I met him briefly at the Israeli embassy’s Yom Ha’atzmauth party in April, and those who know him say he is very skilled at the diplomatic arts and a mensch, to boot.

I have to call him out, though, on a passing reference in his op-ed in the Washington Post today demanding an apology from Israel for its raid on a Turkish-flagged ship in the aid flotilla headed to Gaza:

The offense is painful, too, because the Turkish people have for centuries been hospitable to Jews. Unlike many nations, the Ottoman Empire welcomed Jews who escaped the Spanish Inquisition in 1492. Our diplomats risked their lives to save European Jews from the Nazi threat during World War II and brought them to refuge in Turkey. In recent years, Turkey played a critical role as a peace mediator between Syria and Israel, supported Israel’s membership in the Organization for Economic Co-operation and Development and worked tirelessly for the release of Gilad Shalit, the Israeli soldier captured by Hamas in 2006.

All true, except the business about the diplomats.
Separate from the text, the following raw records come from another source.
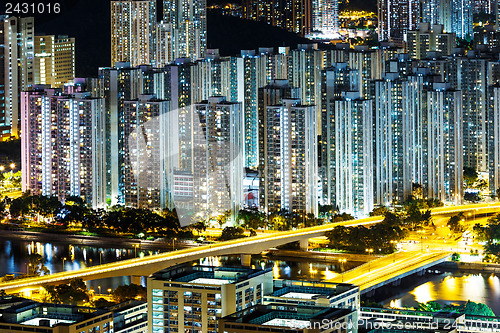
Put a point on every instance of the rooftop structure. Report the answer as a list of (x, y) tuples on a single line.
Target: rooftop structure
[(335, 295), (193, 297), (282, 318), (19, 314)]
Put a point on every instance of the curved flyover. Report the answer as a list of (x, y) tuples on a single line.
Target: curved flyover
[(148, 265)]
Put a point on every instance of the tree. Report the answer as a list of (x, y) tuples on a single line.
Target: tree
[(431, 306), (36, 266), (75, 292), (379, 211), (454, 223), (126, 292), (470, 176), (232, 233), (102, 303), (477, 309), (199, 227)]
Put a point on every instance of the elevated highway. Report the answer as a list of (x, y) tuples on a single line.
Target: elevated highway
[(247, 246)]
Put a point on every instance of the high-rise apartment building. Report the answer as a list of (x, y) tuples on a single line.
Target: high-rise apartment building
[(133, 32), (305, 66), (326, 17), (351, 147), (470, 75), (392, 176), (73, 167), (218, 157), (493, 138), (396, 17), (188, 24), (16, 70), (443, 148), (146, 152), (292, 15), (288, 149), (192, 298), (462, 18), (54, 60), (430, 39), (117, 85), (252, 71), (335, 80), (456, 16)]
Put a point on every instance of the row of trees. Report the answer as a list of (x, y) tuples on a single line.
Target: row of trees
[(490, 235), (75, 212), (382, 238), (76, 292), (469, 308)]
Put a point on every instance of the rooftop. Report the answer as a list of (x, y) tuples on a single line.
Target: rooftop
[(210, 275), (291, 316), (310, 289), (16, 310)]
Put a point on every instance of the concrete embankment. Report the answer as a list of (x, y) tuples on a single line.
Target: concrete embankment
[(88, 240), (322, 256), (470, 266)]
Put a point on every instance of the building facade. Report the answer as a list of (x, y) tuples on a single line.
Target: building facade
[(16, 70), (54, 60), (73, 167), (193, 298), (133, 32)]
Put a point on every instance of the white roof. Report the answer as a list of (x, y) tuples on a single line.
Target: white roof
[(291, 323), (217, 282)]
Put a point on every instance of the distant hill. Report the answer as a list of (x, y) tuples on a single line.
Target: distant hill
[(89, 22), (231, 34)]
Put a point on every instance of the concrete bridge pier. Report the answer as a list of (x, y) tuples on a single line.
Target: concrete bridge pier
[(396, 283), (304, 244), (136, 279), (246, 260)]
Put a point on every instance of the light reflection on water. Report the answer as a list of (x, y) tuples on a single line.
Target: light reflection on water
[(453, 288), (446, 288)]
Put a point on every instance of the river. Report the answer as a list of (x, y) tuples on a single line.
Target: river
[(448, 287)]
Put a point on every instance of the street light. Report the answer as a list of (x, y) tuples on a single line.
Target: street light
[(370, 251), (342, 262)]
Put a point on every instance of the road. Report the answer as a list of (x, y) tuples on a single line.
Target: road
[(386, 268), (12, 195), (148, 265), (253, 245)]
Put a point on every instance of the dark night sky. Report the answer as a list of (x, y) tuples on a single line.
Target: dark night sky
[(89, 22)]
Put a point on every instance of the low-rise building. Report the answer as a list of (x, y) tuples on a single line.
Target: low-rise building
[(188, 298), (289, 318), (335, 295), (23, 315), (130, 317)]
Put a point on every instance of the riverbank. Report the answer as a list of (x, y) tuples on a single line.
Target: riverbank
[(82, 240), (469, 267), (322, 256)]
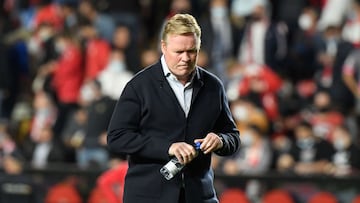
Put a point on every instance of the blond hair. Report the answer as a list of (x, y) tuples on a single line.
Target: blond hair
[(181, 24)]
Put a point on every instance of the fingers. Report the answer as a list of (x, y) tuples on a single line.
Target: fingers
[(210, 143), (184, 152)]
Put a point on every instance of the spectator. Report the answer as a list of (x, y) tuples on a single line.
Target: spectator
[(345, 160), (67, 77), (97, 51), (305, 46), (48, 12), (45, 114), (103, 23), (123, 42), (74, 133), (351, 28), (45, 150), (15, 185), (322, 116), (218, 41), (115, 76), (253, 158), (263, 42), (310, 155), (93, 150)]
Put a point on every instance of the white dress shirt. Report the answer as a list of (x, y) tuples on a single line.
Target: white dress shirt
[(183, 92)]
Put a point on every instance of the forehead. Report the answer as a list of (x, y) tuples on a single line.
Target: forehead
[(182, 41)]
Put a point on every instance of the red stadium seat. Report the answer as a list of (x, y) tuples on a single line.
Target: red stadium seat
[(356, 199), (277, 196), (323, 197), (233, 195)]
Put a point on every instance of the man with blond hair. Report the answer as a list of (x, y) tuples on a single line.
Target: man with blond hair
[(162, 112)]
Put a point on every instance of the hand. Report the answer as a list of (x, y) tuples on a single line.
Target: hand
[(184, 152), (210, 143)]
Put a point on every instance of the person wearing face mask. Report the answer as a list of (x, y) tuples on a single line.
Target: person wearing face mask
[(115, 75), (253, 158), (66, 77), (309, 155), (305, 46), (262, 42), (99, 107), (218, 43)]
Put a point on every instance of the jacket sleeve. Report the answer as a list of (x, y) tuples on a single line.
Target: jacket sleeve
[(124, 135), (226, 128)]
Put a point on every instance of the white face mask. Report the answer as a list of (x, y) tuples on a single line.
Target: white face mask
[(87, 93), (305, 21), (116, 66), (60, 47), (240, 113), (247, 139), (218, 12)]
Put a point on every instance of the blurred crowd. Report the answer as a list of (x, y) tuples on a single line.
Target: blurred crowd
[(291, 70)]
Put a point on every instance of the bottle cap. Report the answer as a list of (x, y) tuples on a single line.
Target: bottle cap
[(197, 145)]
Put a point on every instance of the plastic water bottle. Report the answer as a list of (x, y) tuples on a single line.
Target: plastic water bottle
[(173, 167)]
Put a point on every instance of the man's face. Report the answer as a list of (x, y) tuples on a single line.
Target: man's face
[(180, 52)]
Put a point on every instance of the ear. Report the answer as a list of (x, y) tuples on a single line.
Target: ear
[(163, 46)]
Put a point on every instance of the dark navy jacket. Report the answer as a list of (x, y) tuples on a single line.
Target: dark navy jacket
[(148, 119)]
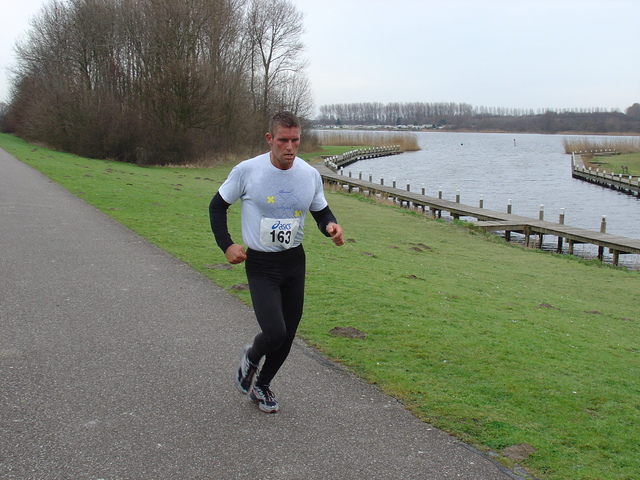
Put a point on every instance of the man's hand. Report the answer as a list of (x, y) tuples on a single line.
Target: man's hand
[(235, 254), (336, 233)]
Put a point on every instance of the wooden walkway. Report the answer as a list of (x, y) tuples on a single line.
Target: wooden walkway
[(489, 220), (340, 161)]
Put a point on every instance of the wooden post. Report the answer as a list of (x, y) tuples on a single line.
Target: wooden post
[(603, 229), (507, 233), (561, 222), (541, 218)]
The ten Turkish envoys (at least) who rescued Jews during the Holocaust risked their careers, not their lives. As this History News Network article shows, Behic Erkin was recalled from his Paris ambassadorship, probably because of his dedication to the proposition of saving Jewish lives.

The distinction is important for at least two reasons.

— Chiune Sugihara, a Japanese consul in Lithuania, was, in 1985, the first diplomat named by Yad Vashem as a Righteous Gentile for defying orders and processing visas for Jews to save their lives. There was considerable controversy prior to Yad Vashem’s decision to confer the honor on Sugihara; the standard until then was proof that a savior had risked his or her life. Yad Vashem’s leadership pressed for the exception, and I think their reasons made sense: Sugihara lived his life out in professional opprobrium for defying orders. He had not risked death, but he had the certainty of isolation and of knowing that his beloved career was shot.

The concern, at the time, of the critics of the decision was that such distinctions would eventually be lost and that the honor would be cheapened. It’s depressing to see them vindicated, to a degree, by Tan.

— The Turkish diplomats — nine in France, mentioned in the article above, and at least one other I know of, in Rhodes — risked their careers precisely because the Turkish government at the time had an uncomfortably close relationship with the Axis. This was not Turkey’s shining hour for the Jews; my grandfather felt the brunt of a discriminatory law at the time that effectively stripped Jews and other minorities of their businesses and sent them to labor camp. And while he was in labor camp, my aunt set up a sock darning stand in the street to get my grandmother through the hard times. (My Dad was in the army.) The Turks joined the allies in 1944, and the law was repealed.

(Quick aside: A cousin of my grandfather converted to Islam at the time to stay in the family business — importing and selling electronic goods. Decades later, I was visiting my aunt in Istanbul around Purim, when she got a call. She exchanged a hag sameach or two with the caller and hung up. It was the Muslim convert. It tickled me that he not only remembered the holidays, he remembered the minor holidays.)

Which is to say: Yes, Turkey’s history with the Jews is one in which Tan and others should take pride. From what I understand, one of the compelling factors for those Turkish diplomats is that many of the Jews they rescued were entitled to Turkish citizenship; the diplomats were outraged that Jews should be singled out for their religion, that the Nazis were saying, "You can repatriate the Muslims and Christians of Turkish descent, but not the Jews." That says a lot about what was good about how Ataturk redefined Turkish nationalism.

But: It’s complicated. The status of Jews in Turkey has been good relative to other nations. "Relative" is not a standard to live by.

And "it’s complicated" is not only a useful motto for diplomats, it might apply even in the case of what happened with the flotilla.